The personal jurisdiction issue is part of the regular tool kit of the trial lawyer and litigator. Yet it is built on the constitutional bedrock of fair play.
 U.S. Const., Amend. V (no person “shall be deprived of life, liberty, or property, without due process of law”); U.S. Const., Amend XIV, § 1(no “State [shall] deprive any person of life, liberty, or property without due process of law”); International Shoe Co. v. Washington, 326 U.S. 310, 316, 66 S.Ct. 154, 158, 90 L.Ed. 95 (1945); Burger King Corp. v. Rudzewicz, 471 U.S. 462, 475, 105 S.Ct. 2174, 2183, 85 L.Ed.2d 528 (1985). World-Wide Volkswagen Corp. v. Woodson, 444 U.S. 286, 297, 100 S.Ct. 559, 567, 62 L.Ed.2d 490 (1980). Burger King, 471 U.S. at 475, 105 S.Ct. at 2183 (quoting Hanson v. Denckla, 357 U.S. 235, 253, 78 S.Ct. 1228, 1240, 2 L.Ed.2d 1283 (1958).

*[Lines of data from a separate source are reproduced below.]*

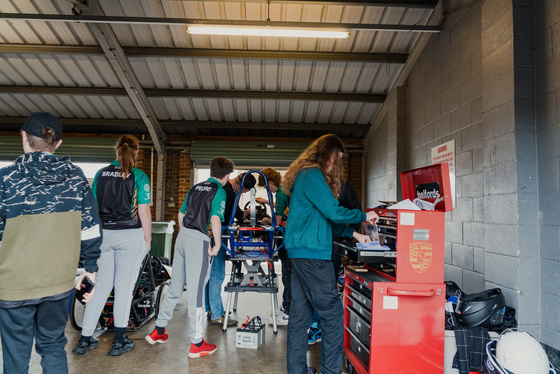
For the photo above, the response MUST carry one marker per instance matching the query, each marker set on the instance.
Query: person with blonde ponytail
(123, 195)
(313, 182)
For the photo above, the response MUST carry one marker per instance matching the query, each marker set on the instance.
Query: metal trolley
(252, 251)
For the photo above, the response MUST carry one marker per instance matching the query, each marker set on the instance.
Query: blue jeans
(213, 292)
(45, 322)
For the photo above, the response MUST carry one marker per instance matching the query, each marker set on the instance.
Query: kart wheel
(77, 310)
(161, 295)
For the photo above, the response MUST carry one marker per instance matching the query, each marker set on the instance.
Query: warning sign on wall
(446, 153)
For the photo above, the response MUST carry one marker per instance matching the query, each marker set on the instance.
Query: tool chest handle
(395, 292)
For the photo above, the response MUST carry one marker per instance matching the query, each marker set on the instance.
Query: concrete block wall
(386, 152)
(547, 114)
(444, 103)
(490, 81)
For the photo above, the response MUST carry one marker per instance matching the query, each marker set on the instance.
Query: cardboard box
(250, 337)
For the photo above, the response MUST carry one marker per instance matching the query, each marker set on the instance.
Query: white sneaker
(282, 319)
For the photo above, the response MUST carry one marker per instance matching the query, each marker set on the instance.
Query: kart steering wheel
(260, 210)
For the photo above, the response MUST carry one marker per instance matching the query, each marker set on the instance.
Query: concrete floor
(171, 357)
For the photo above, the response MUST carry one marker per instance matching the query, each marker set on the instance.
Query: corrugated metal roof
(24, 67)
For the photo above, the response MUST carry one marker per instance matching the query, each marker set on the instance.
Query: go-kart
(149, 292)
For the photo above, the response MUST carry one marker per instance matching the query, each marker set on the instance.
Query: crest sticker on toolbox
(420, 256)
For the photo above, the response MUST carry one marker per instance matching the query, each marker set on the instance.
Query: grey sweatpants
(122, 252)
(191, 267)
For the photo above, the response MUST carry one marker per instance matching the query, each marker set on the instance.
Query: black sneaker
(118, 349)
(83, 346)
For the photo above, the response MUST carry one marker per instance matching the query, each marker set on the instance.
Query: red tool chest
(394, 307)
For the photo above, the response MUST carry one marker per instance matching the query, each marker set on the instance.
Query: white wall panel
(223, 74)
(199, 108)
(255, 75)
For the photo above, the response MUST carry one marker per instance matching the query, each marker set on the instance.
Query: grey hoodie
(48, 218)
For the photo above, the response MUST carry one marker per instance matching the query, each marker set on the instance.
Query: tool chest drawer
(359, 308)
(365, 300)
(359, 326)
(360, 351)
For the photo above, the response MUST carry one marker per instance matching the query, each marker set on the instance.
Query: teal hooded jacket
(315, 216)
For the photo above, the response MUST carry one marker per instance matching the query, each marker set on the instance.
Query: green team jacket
(315, 216)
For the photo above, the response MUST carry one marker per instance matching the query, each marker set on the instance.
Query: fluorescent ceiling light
(266, 31)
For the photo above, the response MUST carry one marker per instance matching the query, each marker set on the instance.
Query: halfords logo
(420, 256)
(425, 194)
(427, 191)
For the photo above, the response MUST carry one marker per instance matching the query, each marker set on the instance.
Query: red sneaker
(154, 337)
(204, 350)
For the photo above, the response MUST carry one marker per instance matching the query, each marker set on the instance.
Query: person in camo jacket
(48, 219)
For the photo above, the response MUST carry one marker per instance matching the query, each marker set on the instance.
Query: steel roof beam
(138, 123)
(251, 95)
(115, 55)
(422, 4)
(390, 58)
(102, 19)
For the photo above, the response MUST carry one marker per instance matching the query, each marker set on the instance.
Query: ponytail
(127, 145)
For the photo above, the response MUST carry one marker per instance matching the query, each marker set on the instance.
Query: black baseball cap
(36, 122)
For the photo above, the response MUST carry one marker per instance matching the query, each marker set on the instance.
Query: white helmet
(517, 353)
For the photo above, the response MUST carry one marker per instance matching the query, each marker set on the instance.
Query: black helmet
(484, 309)
(452, 289)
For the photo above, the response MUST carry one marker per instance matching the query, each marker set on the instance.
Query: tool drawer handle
(394, 292)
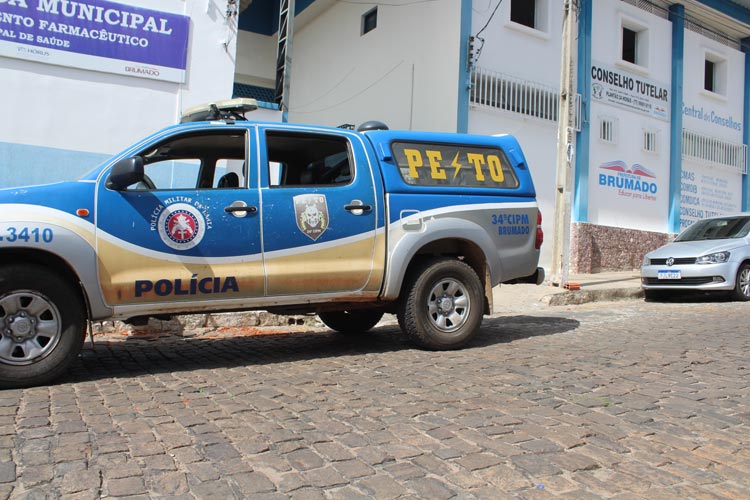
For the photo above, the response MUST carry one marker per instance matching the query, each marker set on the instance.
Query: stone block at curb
(585, 296)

 Asahi Metal Indus. Co. v. Superior Court of California, 480 U.S. 102, 115, 107 S.Ct. 1026, 1034, 94 L.Ed.2d 92 (1987), quoting United States v. First Nat’l City Bank, 379 U.S. 378, 404, 85 S.Ct. 528, 542, 13 L.Ed.2d 365 (1965) (Harlan, J. dissenting).
 E.g., Federal Rules of Civil Procedure 8 (c ), 12(b)(2).
 KSTP-FM, LLC v. Adtronics Signs, Ltd., 602 N.W.2d 919 (Minn. Ct. App. 1999).
 Digi-Tel Holdings, Inc. v. Proteq Communications, Inc., 89 F.3d 519 (8th Cir. 1996).